With car loan rates moving steadily north, manufacturers as well as dealers are a worried lot. Over the last two months, car loan rates have seen a rise of 250 basis points (2.5%) to touch the 14.5-16% range. So while February showed good sales growth across the board for car brands, the March numbers may not be able to maintain the tempo.

DNA Money spoke to a cross-section of dealers in Delhi and Mumbai and it was the same story almost everywhere: sales so far in March are down anywhere from 5-15% from last year. The ongoing Navratra season - typically considered auspicious for buying cars - may end up as the only saving grace.

Officials at two prominent Maruti dealerships in Delhi say that sales in March till now have declined by 10%. They see no upside seen in the immediate future.
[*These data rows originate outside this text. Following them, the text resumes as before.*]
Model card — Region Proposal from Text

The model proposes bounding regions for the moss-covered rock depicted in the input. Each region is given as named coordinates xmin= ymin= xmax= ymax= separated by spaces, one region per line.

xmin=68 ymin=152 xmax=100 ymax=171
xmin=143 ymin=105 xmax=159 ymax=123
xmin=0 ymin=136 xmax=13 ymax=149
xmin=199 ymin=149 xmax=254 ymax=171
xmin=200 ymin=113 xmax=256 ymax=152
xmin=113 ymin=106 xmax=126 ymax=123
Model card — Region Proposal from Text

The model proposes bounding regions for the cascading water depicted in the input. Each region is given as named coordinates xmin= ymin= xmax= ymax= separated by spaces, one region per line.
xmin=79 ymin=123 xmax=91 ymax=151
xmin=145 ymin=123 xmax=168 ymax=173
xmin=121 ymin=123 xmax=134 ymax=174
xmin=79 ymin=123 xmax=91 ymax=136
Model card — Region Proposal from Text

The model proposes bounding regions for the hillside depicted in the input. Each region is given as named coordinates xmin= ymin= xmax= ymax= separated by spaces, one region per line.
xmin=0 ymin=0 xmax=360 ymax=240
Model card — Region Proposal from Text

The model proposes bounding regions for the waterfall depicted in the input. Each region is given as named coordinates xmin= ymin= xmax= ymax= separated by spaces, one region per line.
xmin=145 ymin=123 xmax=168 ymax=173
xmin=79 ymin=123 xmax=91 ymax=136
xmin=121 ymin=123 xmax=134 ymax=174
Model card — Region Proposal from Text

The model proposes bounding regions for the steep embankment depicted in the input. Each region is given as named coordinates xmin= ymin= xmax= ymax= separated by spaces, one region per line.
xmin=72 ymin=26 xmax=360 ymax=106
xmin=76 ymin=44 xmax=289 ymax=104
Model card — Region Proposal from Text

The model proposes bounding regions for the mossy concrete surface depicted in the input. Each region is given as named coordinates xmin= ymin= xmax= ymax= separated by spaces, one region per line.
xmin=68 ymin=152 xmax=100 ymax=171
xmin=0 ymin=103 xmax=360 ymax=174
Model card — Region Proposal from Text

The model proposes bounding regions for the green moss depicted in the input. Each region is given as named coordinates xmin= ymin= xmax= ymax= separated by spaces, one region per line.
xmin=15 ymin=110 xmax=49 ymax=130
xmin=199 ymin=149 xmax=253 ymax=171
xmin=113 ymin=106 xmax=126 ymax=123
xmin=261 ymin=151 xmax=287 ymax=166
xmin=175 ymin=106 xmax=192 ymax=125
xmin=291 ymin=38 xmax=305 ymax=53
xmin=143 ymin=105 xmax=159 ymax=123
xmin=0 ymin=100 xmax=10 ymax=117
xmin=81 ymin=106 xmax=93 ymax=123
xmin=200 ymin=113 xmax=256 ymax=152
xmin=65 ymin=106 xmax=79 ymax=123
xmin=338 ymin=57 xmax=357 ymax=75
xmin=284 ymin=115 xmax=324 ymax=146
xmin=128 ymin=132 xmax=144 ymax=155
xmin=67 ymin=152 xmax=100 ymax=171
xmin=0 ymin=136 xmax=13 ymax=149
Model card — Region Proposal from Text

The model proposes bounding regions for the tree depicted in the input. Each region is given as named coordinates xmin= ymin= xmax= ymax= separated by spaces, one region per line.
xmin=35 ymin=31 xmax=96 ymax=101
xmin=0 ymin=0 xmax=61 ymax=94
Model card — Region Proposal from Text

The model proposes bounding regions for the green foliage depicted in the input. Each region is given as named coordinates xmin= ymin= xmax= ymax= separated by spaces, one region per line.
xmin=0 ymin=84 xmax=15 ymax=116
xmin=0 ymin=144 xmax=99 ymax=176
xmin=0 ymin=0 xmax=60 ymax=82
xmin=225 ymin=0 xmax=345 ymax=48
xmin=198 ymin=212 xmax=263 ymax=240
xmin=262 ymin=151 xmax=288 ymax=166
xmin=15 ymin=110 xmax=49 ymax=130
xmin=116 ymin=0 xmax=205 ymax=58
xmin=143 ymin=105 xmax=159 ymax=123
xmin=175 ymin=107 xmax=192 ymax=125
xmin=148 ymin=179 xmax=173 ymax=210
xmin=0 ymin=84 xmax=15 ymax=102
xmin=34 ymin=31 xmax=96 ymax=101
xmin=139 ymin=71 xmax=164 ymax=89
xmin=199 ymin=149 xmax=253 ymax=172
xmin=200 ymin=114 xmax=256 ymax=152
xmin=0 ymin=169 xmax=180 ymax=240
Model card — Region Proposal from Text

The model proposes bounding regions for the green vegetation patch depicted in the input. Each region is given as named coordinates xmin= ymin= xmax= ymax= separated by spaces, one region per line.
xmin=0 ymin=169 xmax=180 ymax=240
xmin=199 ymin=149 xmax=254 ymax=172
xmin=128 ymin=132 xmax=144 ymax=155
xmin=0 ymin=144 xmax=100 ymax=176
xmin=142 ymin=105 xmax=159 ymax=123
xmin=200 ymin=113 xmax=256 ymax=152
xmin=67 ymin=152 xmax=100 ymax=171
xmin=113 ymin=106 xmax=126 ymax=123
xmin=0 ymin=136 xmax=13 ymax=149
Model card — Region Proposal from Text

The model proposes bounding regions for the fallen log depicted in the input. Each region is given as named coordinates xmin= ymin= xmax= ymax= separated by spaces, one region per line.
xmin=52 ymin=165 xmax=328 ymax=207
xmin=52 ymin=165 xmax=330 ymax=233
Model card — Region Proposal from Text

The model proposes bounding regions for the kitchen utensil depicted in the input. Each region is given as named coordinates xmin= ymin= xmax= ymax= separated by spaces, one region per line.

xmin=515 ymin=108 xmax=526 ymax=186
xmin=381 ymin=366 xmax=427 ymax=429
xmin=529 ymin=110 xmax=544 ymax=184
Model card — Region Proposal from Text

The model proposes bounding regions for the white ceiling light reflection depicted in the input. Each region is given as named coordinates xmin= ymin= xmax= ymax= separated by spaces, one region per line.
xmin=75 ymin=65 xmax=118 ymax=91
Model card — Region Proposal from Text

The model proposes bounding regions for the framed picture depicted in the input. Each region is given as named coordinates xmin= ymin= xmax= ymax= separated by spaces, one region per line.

A dealer for Tata Motors put the decline at 15% this month.

In Mumbai, too, dealers are worried over the sales slump. Said a dealer in luxury cars:  “March demand has been low and we would be lucky to match last month’s sales figures. The first 10 days of the month were really bad; a pick-up has begun only now”.

On the face of it, passenger car sales have not seen any decline and, according to data released by the Society of Indian Automobile Manufacturers (SIAM), the car sales graph has climbed consistently through most of the current fiscal year to log almost 25% cumulative growth during April-February, 2006-07 compared to the corresponding period of the previous year. Total sales (including exports) was up 22.7% to 11,37,199 units against 9,26,359 in the same period in 2005-06.

However, March could mark a turning point, with the momentum slowing. The managing director of a leading car company told DNA Money that the market was giving out mixed signals and a clearer picture would emerge only after the March sales numbers were out. He was implying that the high double-digit growth numbers logged till now may not be sustained in March and beyond.

General Motors India’s vice-president, marketing & sales, Ankush Arora, had a slightly different take on this. “Growth rates have been very buoyant at around 13% even in the first three months of this calendar year. But sales could have grown at an even faster rate had interest rates not hardened over the last couple of months. The hardening typically shows an impact after some lag, so we need to watch out for the next few months”.

Rajiv Sabharwal, head of retail assets at ICICI Bank, observes that many customers go for a cash-down option when interest rates climb a bit too high. “I won’t say interest rates have not had an impact on the vehicle financing market. But what happens in such circumstances is that the percentage of cash-down buyers increases.”

Till two years back, only 12-13% of car buyers were buying their dream machines with cash. Now, says Sabharwal, as many as 20% of all buyers prefer to buy new four-wheelers by paying cash instead of opting for a loan.

Shammii Singh, managing director of Nummer Eins Motors, a Skoda dealer in Mumbai, agrees. “Earlier, 90% of our cars were sold on finance schemes; now about half the number is bought on upfront payment. Just today, we sold five cars on cash. For an expensive brand like ours, it is rather surprising to see people pay Rs 12-14 lakh upfront.”

An industry expert explains that higher interest rates become a serious issue for certain categories of car buyers - mainly those who are upgrading from two-wheelers to an entry-level vehicle. “If higher interest rates come at a time when the general economy is also slowing down, they immediately begin to arrest car sales,” he adds.

Yet another industry veteran points out that while car financers have raised interest rates over the last few months, car companies have been hiking purchase discounts, thereby mitigating the negative effects to a large extent.

The big question: will high double-digit growth rates disappear soon? Not quite. Industry estimates put overall car sales growth in 2007-08 at about 15%. While this is certainly much lower than the 25% growth seen this fiscal till February, sales in 2006-07 grew on a relatively smaller base. 15% is nothing to sniff at next year.

Also, with freebies and discounts on the rise, margins across the passenger car industry may come under severe pressure in the months to come. It remains to be seen whether the industry continues to plot a steep growth curve despite all the negatives.